Les questions de réparation et du soin sont omniprésentes dans l’espace d’exposition. Elles sont abordées de manière frontale et sensible dans les travaux que l’artiste propose. Elle utilise la performance par la transe, la couture de fils blancs pour réparer les corps. Le fil blanc est déployé dans l’espace d’exposition d’une manière organique. Il dégouline comme du vomi (le rejet du contenu de l’estomac par la bouche) : les fétiches dessinés sur des napperons, les installations textiles, les impressions numériques. Le fil blanc vient se tordre, s’entremêler, faire des nœuds. Il vient réécrire avec force de nouveaux récits inclusifs — une autre histoire.

On observe une quête de spiritualité vers le sacré dans cette exposition. Le sacré est relié au profane, le traditionnel au moderne. L’auteur construit son travail autour d’un récit où rêve et réalité se confondent, comme une réponse à ses expériences d’identité, de culture et de patrimoine.

M’barka Amor ancre ainsi son art dans les traditions de son pays d’origine, la Tunisie. Pour elle, la performance peut être un levier vers un échange sur la façon dont elle se voit elle-même dans le monde et dont elle interprète son héritage africain. Sa pratique artistique fait passerelle entre la forme et l’informe, le visible et l’invisible. Elle s’intéresse aux trans-histoires de l’art. D’une série à une autre, ses recherches l’amènent à se réapproprier les différents aspects de cérémonies issues de ses origines tunisiennes à travers le corps féminin.

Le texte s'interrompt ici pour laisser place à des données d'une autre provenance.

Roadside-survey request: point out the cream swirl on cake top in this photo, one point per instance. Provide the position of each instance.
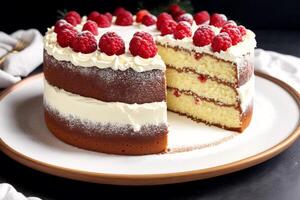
(233, 54)
(102, 60)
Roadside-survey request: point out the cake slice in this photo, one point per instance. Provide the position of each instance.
(210, 75)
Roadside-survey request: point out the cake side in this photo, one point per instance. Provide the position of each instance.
(128, 86)
(112, 103)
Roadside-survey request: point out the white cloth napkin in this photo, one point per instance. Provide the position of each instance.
(20, 64)
(281, 66)
(8, 192)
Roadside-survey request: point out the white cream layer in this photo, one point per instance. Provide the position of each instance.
(102, 60)
(246, 93)
(96, 111)
(233, 54)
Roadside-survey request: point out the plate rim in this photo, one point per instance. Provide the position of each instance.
(153, 179)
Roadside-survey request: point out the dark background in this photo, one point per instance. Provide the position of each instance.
(277, 26)
(275, 22)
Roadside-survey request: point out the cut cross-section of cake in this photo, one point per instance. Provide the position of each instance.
(210, 76)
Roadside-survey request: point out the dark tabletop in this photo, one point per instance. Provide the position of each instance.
(276, 179)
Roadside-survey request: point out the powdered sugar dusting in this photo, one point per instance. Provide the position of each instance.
(91, 128)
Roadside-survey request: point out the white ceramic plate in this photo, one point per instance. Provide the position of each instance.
(196, 150)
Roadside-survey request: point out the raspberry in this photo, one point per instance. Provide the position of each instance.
(141, 46)
(109, 16)
(71, 20)
(218, 20)
(182, 30)
(176, 93)
(111, 44)
(149, 20)
(102, 21)
(242, 30)
(61, 25)
(66, 37)
(173, 8)
(201, 17)
(230, 22)
(186, 17)
(119, 10)
(178, 14)
(229, 25)
(91, 26)
(161, 18)
(84, 42)
(203, 36)
(140, 14)
(202, 78)
(221, 42)
(168, 27)
(93, 15)
(124, 19)
(234, 34)
(144, 35)
(73, 14)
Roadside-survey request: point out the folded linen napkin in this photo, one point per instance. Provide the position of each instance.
(20, 53)
(8, 192)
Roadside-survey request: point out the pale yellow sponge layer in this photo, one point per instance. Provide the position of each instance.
(209, 89)
(204, 111)
(207, 64)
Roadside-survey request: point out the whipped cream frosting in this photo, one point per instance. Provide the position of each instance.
(96, 111)
(246, 93)
(102, 60)
(233, 54)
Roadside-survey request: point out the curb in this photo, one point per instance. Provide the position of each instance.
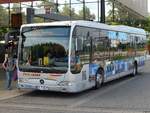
(7, 94)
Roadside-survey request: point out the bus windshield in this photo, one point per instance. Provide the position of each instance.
(44, 49)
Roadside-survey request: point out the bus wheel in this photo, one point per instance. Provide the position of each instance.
(135, 69)
(99, 78)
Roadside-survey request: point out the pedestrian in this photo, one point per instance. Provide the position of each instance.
(9, 64)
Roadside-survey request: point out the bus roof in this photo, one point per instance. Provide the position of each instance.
(120, 28)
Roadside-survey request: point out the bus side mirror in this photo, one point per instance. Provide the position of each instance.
(79, 45)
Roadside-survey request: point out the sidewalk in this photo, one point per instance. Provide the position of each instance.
(6, 94)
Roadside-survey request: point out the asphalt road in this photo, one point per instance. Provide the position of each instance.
(126, 95)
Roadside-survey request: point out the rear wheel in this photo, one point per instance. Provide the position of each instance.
(99, 78)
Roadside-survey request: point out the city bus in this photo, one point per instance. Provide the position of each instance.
(72, 56)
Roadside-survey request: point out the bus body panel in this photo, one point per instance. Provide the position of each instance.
(85, 78)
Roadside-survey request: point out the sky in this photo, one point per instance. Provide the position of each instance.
(93, 6)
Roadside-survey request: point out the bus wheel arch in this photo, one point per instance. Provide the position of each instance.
(99, 78)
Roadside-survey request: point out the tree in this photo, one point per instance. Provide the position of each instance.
(49, 5)
(66, 11)
(88, 15)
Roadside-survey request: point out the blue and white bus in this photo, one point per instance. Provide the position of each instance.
(72, 56)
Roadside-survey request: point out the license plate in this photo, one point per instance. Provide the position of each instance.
(42, 87)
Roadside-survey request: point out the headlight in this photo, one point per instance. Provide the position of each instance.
(64, 83)
(22, 80)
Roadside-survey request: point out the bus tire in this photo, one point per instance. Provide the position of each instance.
(135, 69)
(99, 78)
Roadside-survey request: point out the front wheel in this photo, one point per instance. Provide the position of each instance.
(99, 78)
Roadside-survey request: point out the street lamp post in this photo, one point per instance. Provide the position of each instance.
(83, 2)
(70, 9)
(84, 16)
(102, 11)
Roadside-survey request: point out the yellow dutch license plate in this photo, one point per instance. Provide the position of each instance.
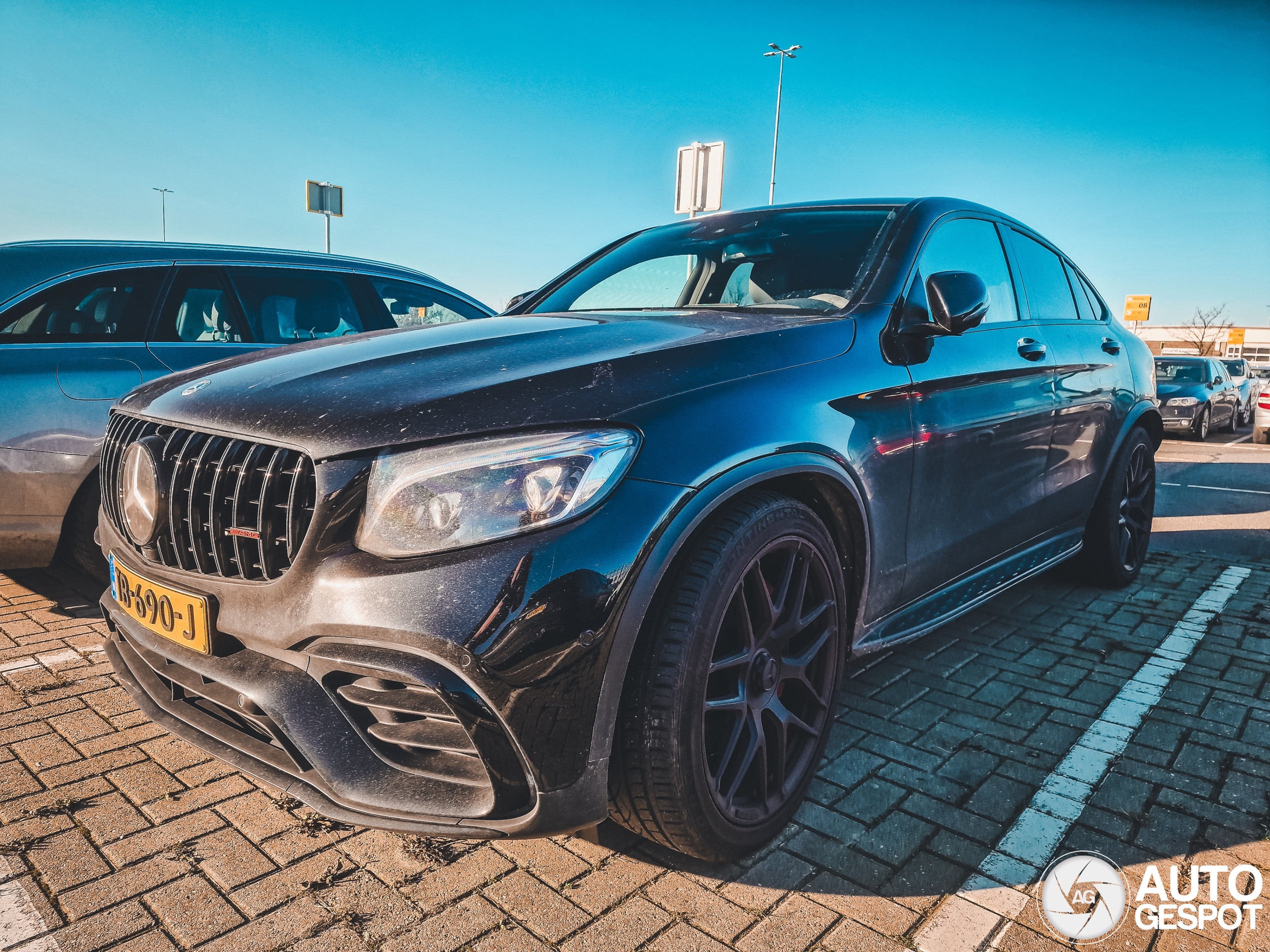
(170, 614)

Son corps est au centre de sa réflexion artistique. Une fois pénétrées dans son espace cérémoniel, les relations formelles entre les œuvres de l’artiste passent d’une rencontre directe à un échange télépathiquement subtil de sensibilités poétiques, avec des formes esthétiques toujours imbriquées dans les réalités sociopolitiques et des moments historiques. Dans cette exposition, l’artiste crée des espaces dans lesquels ses œuvres dialoguent et se répondent, et offrent une réflexion tout en douceur sur notre époque.

Son travail nous interpelle et crée par moment un sentiment de colère, voire de malaise ou le corps entre en conflit avec soi-même. Elle dit : « Faire monde, c’est chercher à désapprendre, à se décentrer. Faire monde, c’est pluraliser les points de vue, créer et multiplier les centres. Ainsi j’interroge les représentations de l’ici et de l’ailleurs à travers nos imaginaires. »

L’artiste M’barka Amor expérimente des formes artistiques qui contribuent progressivement à faire émerger de nouvelles manières de changer la société. Pensée comme un parcours de désenvoutement, fait de passages entre différents médiums. Celui-ci invite chaque visiteur à poser son regard et être attentif.

L’exposition Démêle, Discipline et Nourrit Intensément (D.D.N.I) questionne notre manière d’habiter le monde.